Data extraction from structured documents with Tesseract and OpenCV

Problem statement

9 min readJul 14, 2021

Figure 1. The pipeline of data extraction from the structured document

With the development of information technology and online resources, identity verification and data digitization have become significant. Many companies whose activities are related to personal data require customers to confirm their identity by sending a photo or a scanned copy of the document. Checking and verifying all information manually involves a lot of time and money to pay for this time to employees who process this information. Manual checking can also cause errors. Automating the processing of textual information from images allows you to read information from any document quickly. In this paper, we describe an approach for automatically reading the data from photo documents that has several advantages over manual data input:

Speed. You do not need to manually verify and manually enter each field’s data in the document photo into the database. Using machine learning tools, reading data from a document is much faster.
Mistakes. Manual data entry can be a source of many inaccuracies and errors. Modern technologies and tools avoid a lot of mistakes in data collection.
Integration. The developed approach can be easily integrated into any application and service.
Security. There is a high risk of information leakage when processing and entering confidential data manually. Automation can ensure that personal data remains confidential.

Competitors

To understand the domain, you probably need to check an existing solution in the field of automatic reading text from images like Nanonets. However, the most significant disadvantage of this service is the inability to read the information in languages other than English. In addition, at least ten images that are very similar to the input image must be labeled for the service to work correctly. Furthermore, it would be best if you bought a monthly subscription with a limit of 10,000 images. It is not cost-effective for users who need just a small amount of requests.

Approaches

Most traditional approaches can be grouped into two large categories: template-based and NLP-based.

Template-Based approach

This approach analyzes previously known layouts to determine the type of information at a specific position in the image. The process involves determining the location of specific fields with data, after which we apply an OCR (Optical character recognition).

For example, the system can be implemented for several types of sample documents, and when scanning a specific kind of document, it will be automatically classified into a specific category. Then, optical character recognition will be applied to this document category for specific field locations.

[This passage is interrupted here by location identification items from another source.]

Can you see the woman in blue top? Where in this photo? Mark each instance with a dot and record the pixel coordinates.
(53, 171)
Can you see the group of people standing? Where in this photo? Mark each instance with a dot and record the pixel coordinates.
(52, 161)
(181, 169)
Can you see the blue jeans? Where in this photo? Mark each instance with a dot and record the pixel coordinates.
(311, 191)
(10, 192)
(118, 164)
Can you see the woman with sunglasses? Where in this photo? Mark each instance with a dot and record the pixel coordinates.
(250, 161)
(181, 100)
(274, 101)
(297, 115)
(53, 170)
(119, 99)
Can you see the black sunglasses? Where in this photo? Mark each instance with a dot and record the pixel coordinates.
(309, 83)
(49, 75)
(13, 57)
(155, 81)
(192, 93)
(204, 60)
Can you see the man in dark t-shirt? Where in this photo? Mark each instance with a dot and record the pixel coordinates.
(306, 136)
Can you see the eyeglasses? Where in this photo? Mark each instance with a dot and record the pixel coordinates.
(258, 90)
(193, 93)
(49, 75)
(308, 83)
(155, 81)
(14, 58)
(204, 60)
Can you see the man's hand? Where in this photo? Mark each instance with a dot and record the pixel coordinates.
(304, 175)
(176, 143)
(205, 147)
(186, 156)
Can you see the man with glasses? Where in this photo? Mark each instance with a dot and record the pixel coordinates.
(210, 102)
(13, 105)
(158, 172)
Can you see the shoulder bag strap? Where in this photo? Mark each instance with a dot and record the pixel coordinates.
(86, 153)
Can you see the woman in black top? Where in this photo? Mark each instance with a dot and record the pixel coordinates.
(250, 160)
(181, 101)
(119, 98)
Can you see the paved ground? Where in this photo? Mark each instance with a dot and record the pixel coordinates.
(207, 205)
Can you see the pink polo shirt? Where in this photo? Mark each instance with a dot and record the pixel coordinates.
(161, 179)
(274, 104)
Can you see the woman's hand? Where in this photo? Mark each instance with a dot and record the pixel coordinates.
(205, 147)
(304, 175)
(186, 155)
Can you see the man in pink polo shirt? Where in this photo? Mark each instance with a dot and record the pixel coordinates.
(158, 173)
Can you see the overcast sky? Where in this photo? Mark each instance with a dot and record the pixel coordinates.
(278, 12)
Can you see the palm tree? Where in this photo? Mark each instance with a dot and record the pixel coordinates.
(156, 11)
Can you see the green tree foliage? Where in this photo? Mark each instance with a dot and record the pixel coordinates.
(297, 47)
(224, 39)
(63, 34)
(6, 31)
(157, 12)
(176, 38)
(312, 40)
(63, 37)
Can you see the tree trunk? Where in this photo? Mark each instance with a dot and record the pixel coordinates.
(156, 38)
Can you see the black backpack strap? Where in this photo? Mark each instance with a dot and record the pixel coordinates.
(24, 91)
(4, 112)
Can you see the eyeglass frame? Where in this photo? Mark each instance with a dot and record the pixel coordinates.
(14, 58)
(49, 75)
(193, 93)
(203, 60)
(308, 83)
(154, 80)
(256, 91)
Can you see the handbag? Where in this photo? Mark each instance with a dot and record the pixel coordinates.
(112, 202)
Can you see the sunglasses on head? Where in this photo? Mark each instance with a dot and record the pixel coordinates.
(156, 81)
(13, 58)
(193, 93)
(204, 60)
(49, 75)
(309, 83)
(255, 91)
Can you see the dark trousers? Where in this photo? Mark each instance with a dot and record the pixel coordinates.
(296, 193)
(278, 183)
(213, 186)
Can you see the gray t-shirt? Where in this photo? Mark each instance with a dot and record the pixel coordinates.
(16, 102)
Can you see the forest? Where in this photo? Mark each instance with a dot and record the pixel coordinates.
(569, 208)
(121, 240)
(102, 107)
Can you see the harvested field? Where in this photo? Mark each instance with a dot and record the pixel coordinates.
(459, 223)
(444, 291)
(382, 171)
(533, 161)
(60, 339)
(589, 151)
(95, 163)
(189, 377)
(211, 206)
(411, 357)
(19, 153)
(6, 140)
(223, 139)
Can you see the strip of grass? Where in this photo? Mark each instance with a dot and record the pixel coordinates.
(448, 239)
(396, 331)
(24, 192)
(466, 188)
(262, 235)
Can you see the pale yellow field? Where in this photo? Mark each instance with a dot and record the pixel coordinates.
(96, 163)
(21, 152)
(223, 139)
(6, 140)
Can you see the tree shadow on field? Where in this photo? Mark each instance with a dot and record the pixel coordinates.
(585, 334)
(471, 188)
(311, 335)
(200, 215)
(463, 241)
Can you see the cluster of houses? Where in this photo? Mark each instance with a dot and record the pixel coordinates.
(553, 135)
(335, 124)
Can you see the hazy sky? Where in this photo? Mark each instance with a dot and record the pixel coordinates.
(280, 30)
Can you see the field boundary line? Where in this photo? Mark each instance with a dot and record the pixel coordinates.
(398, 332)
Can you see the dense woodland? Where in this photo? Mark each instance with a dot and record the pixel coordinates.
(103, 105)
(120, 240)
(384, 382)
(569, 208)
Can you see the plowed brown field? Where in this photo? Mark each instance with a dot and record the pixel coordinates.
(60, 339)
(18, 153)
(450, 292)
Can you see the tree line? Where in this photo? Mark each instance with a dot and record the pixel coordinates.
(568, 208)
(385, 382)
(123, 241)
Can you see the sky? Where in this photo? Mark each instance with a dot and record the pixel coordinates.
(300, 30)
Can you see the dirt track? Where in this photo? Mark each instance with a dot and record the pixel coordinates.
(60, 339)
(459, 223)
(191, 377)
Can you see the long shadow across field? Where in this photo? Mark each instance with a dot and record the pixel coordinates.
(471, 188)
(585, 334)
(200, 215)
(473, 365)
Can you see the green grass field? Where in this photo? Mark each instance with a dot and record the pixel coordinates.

Advantages and disadvantages of this approach:

+ a small amount of data to build and implement the service;

+ read only the necessary information;

+ possibility of local preprocessing for fields;

- the impossibility of processing a document, the type which does not exist in the category list;

- the need to build and train a classifier of documents;

2. Natural Language Processing (NLP) based approach

This approach first reads all the textual information from the document, then uses the NLP analysis technique, known as Named Entity Recognition (NER), to assign tags to each piece of text.

A tag is a class to which a particular piece of information from a document belongs. The type of data read from the paper can be, for example, ‘date’ or ’surname.’

Advantages and disadvantages of this approach:

+ You do not need to label the location of the fields for each type of document so that you can process any document layouts;

+ The text will be read even from a poorly structured document;

- The presence of several fields that can be classified into one class;

- The need to train the model for each of the available document languages;

3. Graph Convolutional Networks

Figure 2. Graph convolutional neural network workflow

To implement this approach, we need to build a convolutional graph network. For this approach, the document image must be converted to a chart. This network scans local templates in graphs, just as CNN scans input through a small window, recognizing local connections between nodes in the window. GCN (Graph Convolutional Networks) can also recognize pattern hierarchies. CNN allows you to compose many layers, where the patterns recognized by the first layer are used as input for the second, which then learns to recognize combinations of patterns (for example: in the passport, the date of issue is always below the name). Using the graph, such patterns can be determined regardless of the dimension or orientation of the image.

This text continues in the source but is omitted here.